Celebrated filmmaker Arthur Penn, best known for his watershed 1967 film Bonnie and Clyde, died on Tuesday night at the age of 88. Here’s the trailer for Penn’s magnum opus:
In addition to his film direction, Penn was a pioneer of live television drama and directed a number of works for the stage, including The Miracle Worker with Anne Bancroft and Patty Duke. But he made his mark outside of the entertainment world as well, advising then-Senator John F. Kennedy during his televised debates with Richard Nixon in 1960. Penn directed the broadcast of the third debate. Dave Kehr of The New York Times writes that Penn instructed Kennedy to “look directly into the lens of the camera and keep his responses brief and pithy”—a strategy that allowed JFK to project an air of confidence that Nixon couldn’t muster.
Of Bonnie and Clyde, Kehr says:
In Mr. Penn’s hands, it became something even more dangerous and innovative — a sympathetic portrait of two barely articulate criminals, played by Mr. [Warren] Beatty and a newcomer, Faye Dunaway, that disconcertingly mixed sex, violence and hayseed comedy . . . Not only was the film sexually explicit in ways unseen in Hollywood since the imposition of the Production Code in 1934 — when Bonnie stroked Clyde’s gun, the symbolism was unmistakable — it was violent in ways that had never been seen before. Audiences gasped when a comic bank robbery climaxed with Clyde’s shooting a bank teller in the face with a shotgun, and were stunned when this attractive outlaw couple died in a torrent of bullets, their bodies twitching in slow motion as their clothes turned red with blood.
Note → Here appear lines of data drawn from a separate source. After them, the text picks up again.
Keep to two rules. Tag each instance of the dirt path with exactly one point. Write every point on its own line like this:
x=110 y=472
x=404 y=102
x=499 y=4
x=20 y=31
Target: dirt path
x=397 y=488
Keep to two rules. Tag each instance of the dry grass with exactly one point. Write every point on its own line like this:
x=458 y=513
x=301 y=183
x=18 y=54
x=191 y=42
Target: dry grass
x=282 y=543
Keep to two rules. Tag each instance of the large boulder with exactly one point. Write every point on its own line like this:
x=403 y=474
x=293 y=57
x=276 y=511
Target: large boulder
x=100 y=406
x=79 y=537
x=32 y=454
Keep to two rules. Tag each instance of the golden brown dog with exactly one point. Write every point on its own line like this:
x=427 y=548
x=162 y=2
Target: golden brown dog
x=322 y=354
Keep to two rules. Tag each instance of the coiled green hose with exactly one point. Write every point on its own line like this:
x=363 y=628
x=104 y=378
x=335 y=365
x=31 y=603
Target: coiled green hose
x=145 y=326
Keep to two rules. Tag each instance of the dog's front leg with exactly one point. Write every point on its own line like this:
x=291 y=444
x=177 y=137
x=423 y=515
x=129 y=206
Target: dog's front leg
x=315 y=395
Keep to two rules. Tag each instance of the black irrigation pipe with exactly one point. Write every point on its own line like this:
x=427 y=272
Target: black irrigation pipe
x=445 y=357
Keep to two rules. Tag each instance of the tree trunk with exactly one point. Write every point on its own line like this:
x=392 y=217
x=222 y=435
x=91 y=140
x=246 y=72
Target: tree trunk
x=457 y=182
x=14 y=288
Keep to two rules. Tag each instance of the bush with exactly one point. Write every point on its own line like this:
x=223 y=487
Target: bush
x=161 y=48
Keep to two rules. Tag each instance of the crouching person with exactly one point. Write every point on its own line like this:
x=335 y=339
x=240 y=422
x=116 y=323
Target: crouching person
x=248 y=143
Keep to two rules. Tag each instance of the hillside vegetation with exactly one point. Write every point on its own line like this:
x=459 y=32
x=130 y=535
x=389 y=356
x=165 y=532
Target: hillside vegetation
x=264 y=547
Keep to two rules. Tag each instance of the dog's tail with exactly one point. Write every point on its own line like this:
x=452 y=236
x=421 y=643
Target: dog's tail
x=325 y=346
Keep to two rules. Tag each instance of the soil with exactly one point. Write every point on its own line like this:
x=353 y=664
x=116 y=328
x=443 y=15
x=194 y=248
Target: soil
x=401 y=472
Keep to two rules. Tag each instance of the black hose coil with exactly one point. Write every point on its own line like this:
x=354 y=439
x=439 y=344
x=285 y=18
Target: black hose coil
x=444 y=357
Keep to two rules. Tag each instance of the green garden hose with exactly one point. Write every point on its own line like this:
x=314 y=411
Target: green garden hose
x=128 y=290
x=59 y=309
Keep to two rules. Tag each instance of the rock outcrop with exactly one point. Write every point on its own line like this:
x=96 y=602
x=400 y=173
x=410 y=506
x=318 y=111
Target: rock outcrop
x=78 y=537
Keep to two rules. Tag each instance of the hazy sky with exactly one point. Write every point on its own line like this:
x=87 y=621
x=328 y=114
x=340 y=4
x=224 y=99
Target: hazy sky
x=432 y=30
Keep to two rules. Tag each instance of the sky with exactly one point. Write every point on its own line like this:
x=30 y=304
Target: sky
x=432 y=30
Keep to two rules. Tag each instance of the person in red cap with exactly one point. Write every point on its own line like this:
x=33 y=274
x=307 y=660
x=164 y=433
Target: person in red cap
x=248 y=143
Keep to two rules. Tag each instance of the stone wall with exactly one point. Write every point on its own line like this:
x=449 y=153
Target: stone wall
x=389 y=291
It’s still stunning, particularly given the unfrenzied pace of the scenes that directly precede it. Even though you know these two had it coming, you’re still somehow caught unaware when it comes. The movie’s bullet-ridden, kinetic sexiness presented a startlingly simple formula for instant success.
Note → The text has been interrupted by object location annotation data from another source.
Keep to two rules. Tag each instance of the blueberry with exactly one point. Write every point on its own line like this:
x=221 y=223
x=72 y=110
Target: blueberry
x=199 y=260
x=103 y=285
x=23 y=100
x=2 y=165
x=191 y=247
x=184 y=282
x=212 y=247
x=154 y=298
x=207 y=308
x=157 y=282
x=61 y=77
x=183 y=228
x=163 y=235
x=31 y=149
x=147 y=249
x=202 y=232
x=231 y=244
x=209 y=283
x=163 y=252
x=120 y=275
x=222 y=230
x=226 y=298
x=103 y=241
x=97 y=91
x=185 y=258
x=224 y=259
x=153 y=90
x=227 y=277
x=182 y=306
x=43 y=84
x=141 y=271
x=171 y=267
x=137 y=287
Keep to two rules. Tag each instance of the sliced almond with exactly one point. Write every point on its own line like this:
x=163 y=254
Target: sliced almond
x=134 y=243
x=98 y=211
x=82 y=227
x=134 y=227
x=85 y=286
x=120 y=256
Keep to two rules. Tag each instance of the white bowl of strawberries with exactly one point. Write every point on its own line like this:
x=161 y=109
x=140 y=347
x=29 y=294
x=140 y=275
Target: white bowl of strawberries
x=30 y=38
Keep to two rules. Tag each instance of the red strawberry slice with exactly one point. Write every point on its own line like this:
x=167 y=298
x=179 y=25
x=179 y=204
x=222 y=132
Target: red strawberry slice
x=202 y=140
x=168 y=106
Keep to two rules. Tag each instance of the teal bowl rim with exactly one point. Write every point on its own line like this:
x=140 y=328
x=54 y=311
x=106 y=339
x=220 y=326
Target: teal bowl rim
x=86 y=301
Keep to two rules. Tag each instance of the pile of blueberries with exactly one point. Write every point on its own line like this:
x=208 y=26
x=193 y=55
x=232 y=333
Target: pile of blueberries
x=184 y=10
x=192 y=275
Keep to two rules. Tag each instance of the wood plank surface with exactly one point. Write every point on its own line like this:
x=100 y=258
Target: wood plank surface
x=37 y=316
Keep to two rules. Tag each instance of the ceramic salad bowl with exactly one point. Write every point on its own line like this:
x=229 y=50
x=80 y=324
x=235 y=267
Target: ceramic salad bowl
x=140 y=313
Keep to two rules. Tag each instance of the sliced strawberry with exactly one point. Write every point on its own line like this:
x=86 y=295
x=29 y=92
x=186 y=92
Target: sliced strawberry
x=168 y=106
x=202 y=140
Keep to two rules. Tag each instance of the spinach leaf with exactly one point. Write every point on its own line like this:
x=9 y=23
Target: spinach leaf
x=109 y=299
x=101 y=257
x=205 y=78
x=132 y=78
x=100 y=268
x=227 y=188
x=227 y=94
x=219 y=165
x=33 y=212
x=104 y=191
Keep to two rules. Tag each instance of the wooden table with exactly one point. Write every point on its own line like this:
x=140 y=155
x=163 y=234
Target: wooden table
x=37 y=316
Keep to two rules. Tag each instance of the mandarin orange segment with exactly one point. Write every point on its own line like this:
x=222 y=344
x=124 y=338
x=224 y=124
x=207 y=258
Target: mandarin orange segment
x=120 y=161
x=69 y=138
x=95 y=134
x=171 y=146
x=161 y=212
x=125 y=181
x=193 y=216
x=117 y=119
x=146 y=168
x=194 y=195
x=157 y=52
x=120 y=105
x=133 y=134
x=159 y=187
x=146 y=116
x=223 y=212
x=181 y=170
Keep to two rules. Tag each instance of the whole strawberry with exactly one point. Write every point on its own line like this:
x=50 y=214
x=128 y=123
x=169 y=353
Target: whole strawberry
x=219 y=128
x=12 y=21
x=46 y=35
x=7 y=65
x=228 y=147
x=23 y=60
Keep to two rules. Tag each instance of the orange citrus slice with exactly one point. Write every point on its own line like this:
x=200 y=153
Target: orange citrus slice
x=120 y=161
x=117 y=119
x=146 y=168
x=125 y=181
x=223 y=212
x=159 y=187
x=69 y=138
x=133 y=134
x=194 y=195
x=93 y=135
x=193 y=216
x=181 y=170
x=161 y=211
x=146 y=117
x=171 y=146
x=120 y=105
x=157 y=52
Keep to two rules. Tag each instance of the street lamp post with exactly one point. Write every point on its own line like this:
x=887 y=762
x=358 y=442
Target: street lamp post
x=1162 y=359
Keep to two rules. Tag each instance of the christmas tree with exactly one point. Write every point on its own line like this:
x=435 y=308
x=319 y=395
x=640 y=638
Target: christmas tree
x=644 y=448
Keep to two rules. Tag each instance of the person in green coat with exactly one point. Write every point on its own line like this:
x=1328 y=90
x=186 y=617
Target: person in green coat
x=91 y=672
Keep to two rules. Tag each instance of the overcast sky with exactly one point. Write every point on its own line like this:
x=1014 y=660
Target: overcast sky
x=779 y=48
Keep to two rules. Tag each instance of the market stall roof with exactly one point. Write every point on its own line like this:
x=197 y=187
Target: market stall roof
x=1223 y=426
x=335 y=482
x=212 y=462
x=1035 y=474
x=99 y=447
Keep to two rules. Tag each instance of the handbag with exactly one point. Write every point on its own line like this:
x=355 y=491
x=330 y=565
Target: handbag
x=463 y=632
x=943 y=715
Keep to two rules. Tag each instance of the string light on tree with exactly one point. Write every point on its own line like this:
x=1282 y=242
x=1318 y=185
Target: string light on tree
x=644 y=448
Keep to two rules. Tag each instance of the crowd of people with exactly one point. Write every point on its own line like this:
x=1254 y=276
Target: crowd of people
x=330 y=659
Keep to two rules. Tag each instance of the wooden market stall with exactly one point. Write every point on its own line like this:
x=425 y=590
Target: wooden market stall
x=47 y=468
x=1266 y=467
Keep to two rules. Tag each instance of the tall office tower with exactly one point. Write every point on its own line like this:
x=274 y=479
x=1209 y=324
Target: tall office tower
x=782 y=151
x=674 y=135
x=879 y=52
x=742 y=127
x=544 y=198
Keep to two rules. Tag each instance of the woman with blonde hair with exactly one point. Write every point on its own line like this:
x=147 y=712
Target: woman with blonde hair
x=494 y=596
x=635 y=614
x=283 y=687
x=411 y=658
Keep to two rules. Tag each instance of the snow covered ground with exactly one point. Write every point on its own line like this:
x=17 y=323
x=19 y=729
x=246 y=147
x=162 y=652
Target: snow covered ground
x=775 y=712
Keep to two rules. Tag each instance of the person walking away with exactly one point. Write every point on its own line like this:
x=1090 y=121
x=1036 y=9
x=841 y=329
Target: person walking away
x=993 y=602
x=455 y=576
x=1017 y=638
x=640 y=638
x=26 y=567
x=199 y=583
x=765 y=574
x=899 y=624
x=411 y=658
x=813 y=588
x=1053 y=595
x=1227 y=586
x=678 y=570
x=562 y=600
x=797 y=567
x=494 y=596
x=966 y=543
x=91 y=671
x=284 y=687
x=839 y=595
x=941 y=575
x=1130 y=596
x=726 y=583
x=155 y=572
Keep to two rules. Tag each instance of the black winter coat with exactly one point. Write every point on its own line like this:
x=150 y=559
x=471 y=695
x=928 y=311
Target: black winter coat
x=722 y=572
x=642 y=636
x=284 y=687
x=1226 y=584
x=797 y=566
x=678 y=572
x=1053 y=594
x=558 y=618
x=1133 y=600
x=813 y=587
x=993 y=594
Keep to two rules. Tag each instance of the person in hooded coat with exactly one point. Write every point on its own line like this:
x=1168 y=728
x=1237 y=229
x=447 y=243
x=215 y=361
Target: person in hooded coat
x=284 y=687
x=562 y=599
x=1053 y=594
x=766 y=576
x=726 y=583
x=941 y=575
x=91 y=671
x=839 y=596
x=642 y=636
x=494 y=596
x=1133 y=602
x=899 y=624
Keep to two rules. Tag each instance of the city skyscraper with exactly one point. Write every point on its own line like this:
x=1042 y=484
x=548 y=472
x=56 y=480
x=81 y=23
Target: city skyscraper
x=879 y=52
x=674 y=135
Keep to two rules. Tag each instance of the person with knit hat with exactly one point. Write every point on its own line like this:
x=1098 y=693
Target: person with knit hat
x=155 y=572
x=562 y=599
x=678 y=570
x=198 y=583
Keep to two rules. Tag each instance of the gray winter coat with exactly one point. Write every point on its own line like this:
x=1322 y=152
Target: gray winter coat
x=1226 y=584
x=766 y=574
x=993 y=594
But what gives the movie its lasting appeal is its glorification of the anti-hero. Bonnie and Clyde blaze through the movie kiilling people and taking their money, with no regrets. They laid the cinematic groundword for the hippy bikers of Easy Rider, Travis Bickle of Taxi Driver, One Flew Over the Cuckoo’s Nest‘s Randall Patrick McMurphy, and others. Tony Soprano, Al Swearengen, Omar Little, and Walter White—Bonnie and Clyde’s influence on the TV renaissance of the late-1990s and 2000s is unmistakable. Our small-screen antiheroes make ugliness something to celebrate rather than shame. It’s the same thoroughly modern idea that Penn blasted across the screen in 1967.